How does one condense a Tolstoy epic for the stage? Prokofiev squeezed War and Peace down to a four hour opera, although it still contains some 70 named characters in its sprawling synopsis. In Anna Karenina, choreographer Alexei Ratmansky takes a different approach, focusing almost entirely on the characters of Anna, her pent-up husband, Karenin, and her young lover, Count Vronsky. Filleting the novel to its bare essentials, his ballet, presented as the central strand of the Mariinsky’s London residency, feels like a speed read.

Diana Vishneva (Anna Karenina) © Alex Gouliaev
Diana Vishneva (Anna Karenina)
© Alex Gouliaev

The novel ends with Anna – torn between love and duty – throwing herself under a train and this is where Ratmansky opens. As the curtain rises, a funeral bell tolls, Anna’s lifeless body laid out on a catafalque before we witness the events leading to her death. Locomotives feature throughout, a terrific rail carriage in Act 1, but also in Wendall Harrington’s busy projections and huffing and puffing in Rodion Shchedrin’s score until an engine looms amid a fog of dry ice to claim our heroine at the end.

Ratmansky opts to have his hands tied by working to a pre-existing score and libretto. Shchedrin’s score was composed for a 1972 version choreographed by (and starring) his wife, Maya Plisetskaya. Events hurtle along at a breakneck pace, an almost cinematic retelling which impatiently cuts from frame to frame. It’s surely no coincidence that Shchedrin labelled his ballet “lyric scenes” much as Tchaikovsky did with his opera Eugene Onegin. In both situations, it is presumed that the audience knows enough of the original prose to be able to fill in the gaps. Tchaikovsky seems to be Shchedrin’s model – there’s even a direct quotation from the “Polish” Symphony – but it’s not a score that always demands to be danced. Growling double basses and grunting bassoons depict Karenin’s tortured mind and violins thrum like balalaikas in an evocative dream sequence, but these moments are too often just fleeting impressions, not given enough time to develop. Lots of the dancing is merely narrative and Ratmansky seems in a rush to tell the tale.

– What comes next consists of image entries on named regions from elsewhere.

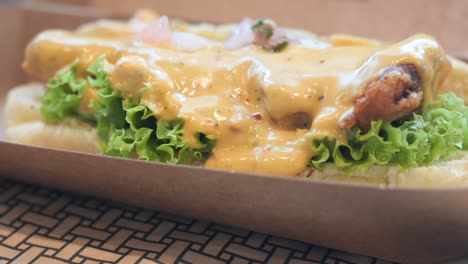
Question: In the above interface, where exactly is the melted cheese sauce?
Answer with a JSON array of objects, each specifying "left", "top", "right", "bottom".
[{"left": 24, "top": 13, "right": 449, "bottom": 176}]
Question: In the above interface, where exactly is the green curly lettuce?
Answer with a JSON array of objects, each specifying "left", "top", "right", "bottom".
[
  {"left": 42, "top": 56, "right": 215, "bottom": 164},
  {"left": 41, "top": 63, "right": 86, "bottom": 122},
  {"left": 309, "top": 93, "right": 468, "bottom": 173}
]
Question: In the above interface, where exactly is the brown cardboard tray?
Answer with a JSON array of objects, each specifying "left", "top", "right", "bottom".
[{"left": 0, "top": 1, "right": 468, "bottom": 263}]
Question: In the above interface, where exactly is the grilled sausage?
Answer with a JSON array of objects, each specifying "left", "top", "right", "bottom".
[{"left": 340, "top": 64, "right": 423, "bottom": 131}]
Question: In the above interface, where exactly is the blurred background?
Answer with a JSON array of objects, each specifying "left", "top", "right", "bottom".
[{"left": 0, "top": 0, "right": 468, "bottom": 91}]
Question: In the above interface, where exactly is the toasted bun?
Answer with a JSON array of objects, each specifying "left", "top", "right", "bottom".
[
  {"left": 4, "top": 83, "right": 468, "bottom": 187},
  {"left": 304, "top": 151, "right": 468, "bottom": 187},
  {"left": 4, "top": 83, "right": 99, "bottom": 153}
]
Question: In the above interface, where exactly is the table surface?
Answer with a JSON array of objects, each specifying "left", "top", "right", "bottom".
[{"left": 0, "top": 179, "right": 390, "bottom": 264}]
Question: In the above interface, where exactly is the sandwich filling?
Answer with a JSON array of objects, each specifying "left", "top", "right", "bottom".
[{"left": 24, "top": 10, "right": 468, "bottom": 176}]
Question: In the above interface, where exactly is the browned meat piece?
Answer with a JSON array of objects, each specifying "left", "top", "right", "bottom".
[{"left": 340, "top": 64, "right": 423, "bottom": 131}]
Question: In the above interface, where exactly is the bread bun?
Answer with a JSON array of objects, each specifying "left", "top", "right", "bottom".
[
  {"left": 4, "top": 83, "right": 100, "bottom": 153},
  {"left": 4, "top": 83, "right": 468, "bottom": 187}
]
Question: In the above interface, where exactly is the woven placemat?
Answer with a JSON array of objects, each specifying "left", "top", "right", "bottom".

Diana Vishneva (Anna Karenina) © Jennie Walton
Diana Vishneva (Anna Karenina)
© Jennie Walton

As a result, it takes until well into Act 2 to feel an emotional connection with any of the characters. Anna, stealing back into Karenin’s house, bids a heartbreaking farewell to her young son, but the end is already upon us. Ratmansky’s choreography is always stylish though and he differentiates the duets intelligently. When Anna is dancing with Karenin, she clearly feels trapped, caught in push-pull holds, fiercely avoiding eye contact. With Vronsky, she is freed, released in a series of dramatic lifts, uninhibited. There is also a haunting, hallucinogenic pas de trois, a contorted love triangle in which Karenin and Vronsky compete to partner Anna.

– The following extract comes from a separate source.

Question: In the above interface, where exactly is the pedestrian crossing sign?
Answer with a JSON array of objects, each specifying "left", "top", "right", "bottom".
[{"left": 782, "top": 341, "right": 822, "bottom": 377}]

Konstantin Zverev (Vronsky) and Diana Vishneva (Anna Karenina) © Valentin Baranovsky
Konstantin Zverev (Vronsky) and Diana Vishneva (Anna Karenina)
© Valentin Baranovsky

These three central characters were wonderfully danced last night. Diana Vishneva’s Anna trembled with fragility, her dancing ethereal, light as gossamer, her feet barely brushing the stage. She is a great dramatic actress, conveying emotion with her whole being, depicting Anna’s torment with terrifying intensity. Konstantin Zverev’s smouldering Vronsky was every inch the dashing officer, noble in bearing, bounding in great leaps around the Covent Garden stage. Viktor Baranov gave a moving portrait of the pensive, tortured Karenin, chained to his desk.  

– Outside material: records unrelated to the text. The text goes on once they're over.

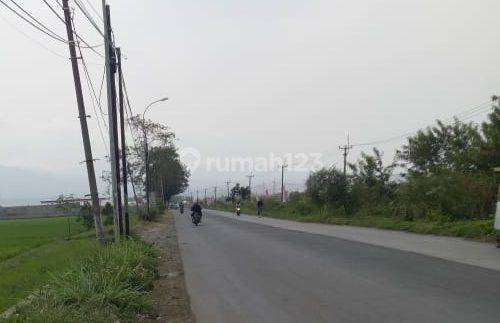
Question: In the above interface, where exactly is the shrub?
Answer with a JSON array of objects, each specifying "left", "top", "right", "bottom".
[{"left": 14, "top": 240, "right": 156, "bottom": 322}]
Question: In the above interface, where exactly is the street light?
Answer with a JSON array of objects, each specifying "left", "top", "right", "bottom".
[{"left": 142, "top": 97, "right": 168, "bottom": 220}]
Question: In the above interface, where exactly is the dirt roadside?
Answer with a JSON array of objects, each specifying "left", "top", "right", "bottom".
[{"left": 140, "top": 212, "right": 196, "bottom": 323}]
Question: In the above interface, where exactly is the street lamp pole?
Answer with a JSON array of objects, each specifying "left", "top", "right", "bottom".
[{"left": 142, "top": 97, "right": 168, "bottom": 220}]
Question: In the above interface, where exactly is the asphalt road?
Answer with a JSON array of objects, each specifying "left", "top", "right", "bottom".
[{"left": 176, "top": 211, "right": 500, "bottom": 323}]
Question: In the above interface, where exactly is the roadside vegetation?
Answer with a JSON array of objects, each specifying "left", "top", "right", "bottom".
[
  {"left": 0, "top": 202, "right": 164, "bottom": 322},
  {"left": 215, "top": 107, "right": 500, "bottom": 240},
  {"left": 10, "top": 239, "right": 157, "bottom": 322}
]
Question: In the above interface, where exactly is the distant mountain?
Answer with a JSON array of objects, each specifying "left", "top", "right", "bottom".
[{"left": 0, "top": 166, "right": 88, "bottom": 206}]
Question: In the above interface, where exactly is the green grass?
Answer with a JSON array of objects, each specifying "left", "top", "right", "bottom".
[
  {"left": 0, "top": 218, "right": 96, "bottom": 312},
  {"left": 11, "top": 239, "right": 157, "bottom": 322},
  {"left": 0, "top": 217, "right": 86, "bottom": 262},
  {"left": 211, "top": 201, "right": 496, "bottom": 241}
]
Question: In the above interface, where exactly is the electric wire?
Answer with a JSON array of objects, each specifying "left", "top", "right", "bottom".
[
  {"left": 71, "top": 12, "right": 109, "bottom": 151},
  {"left": 10, "top": 0, "right": 66, "bottom": 42},
  {"left": 0, "top": 0, "right": 67, "bottom": 44},
  {"left": 0, "top": 11, "right": 69, "bottom": 61},
  {"left": 73, "top": 0, "right": 104, "bottom": 37},
  {"left": 352, "top": 101, "right": 491, "bottom": 147}
]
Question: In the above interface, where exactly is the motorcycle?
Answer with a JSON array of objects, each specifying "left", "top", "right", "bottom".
[{"left": 191, "top": 212, "right": 201, "bottom": 226}]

Konstantin Zverev (Vronsky) and Diana Vishneva (Anna Karenina) © Natasha Razina
Konstantin Zverev (Vronsky) and Diana Vishneva (Anna Karenina)
© Natasha Razina

Minor characters are barely allowed to register, although Svetlana Ivanova’s smitten Kitty impressed in her pretty little pas de chat lifts with Vronsky in Act 1. Alexei Repnikov drew energetic performances from the excellent Mariinsky Theatre Orchestra, rattling along from mazurkas in the ballroom to thundering hooves at the races. But the ballet’s episodic nature ultimately kills off any theatrical sweep until it’s almost too late.